2017 haben die beiden das Projekt „Die Schauburg soll wieder erstrahlen“ gemeinsam mit der Volksbank Löbau-Zittau eG. und dank vieler Spender erfolgreich abgeschlossen. Die originale Beleuchtung in Neonschrift soll in diesem Jahr noch fertiggestellt werden. Ein konkreter Termin dafür steht aber noch nicht fest. „Für die Spender organisieren wir eine feierliche Inbetriebnahme“, blicken Elke Schäfer und Thomas Schmid voraus.

Die schönen Tage in diesem Jahr sollen noch genutzt werden, um den Außenbereich bzw. die Freifläche an der Schauburg – unter anderem mit Bierzelt oder Biergarten – zu gestalten.
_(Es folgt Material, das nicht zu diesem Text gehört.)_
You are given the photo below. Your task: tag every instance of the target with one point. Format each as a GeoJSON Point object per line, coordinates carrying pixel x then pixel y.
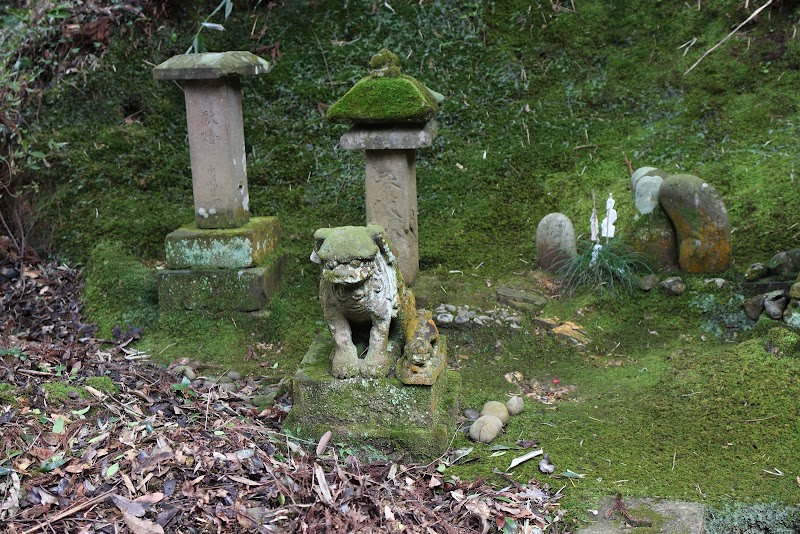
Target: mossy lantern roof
{"type": "Point", "coordinates": [386, 96]}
Die Wunschvorstellung von Thomas Schmid läuft darauf hinaus, die Baumaßnahme bis Ende 2018 abzuschließen: „Wenn wir einmal fertig sind und die Bauauflagen erfüllen, soll die Schauburg mit kultureller Vielfalt mit Leben ausgefüllt werden – von Konzerten, über Filmvorführungen, private Feiern bis hin zu Theatervorstellungen.“ Beim Oktoberfest am Samstag, 14. Oktober, gibt es bayerische Spezialitäten, wie zum Beispiel Weißwürste und Augustiner Oktoberfestbier. Wer in Tracht erscheint, bekommt einen Honigschnaps gratis, versprechen Elke Schäfer und Thomas Schmid. Die beiden wünschen sich auch künftig viel Kraft, um das Projekt weiterzuführen. Die positive öffentliche Resonanz wirkt dabei motivierend. „Es ist schon sehr emotional, wenn Besucher in der Schauburg vor Freude weinen, weil sie begeistert davon sind, was wir wieder daraus gemacht haben“, sagt sie.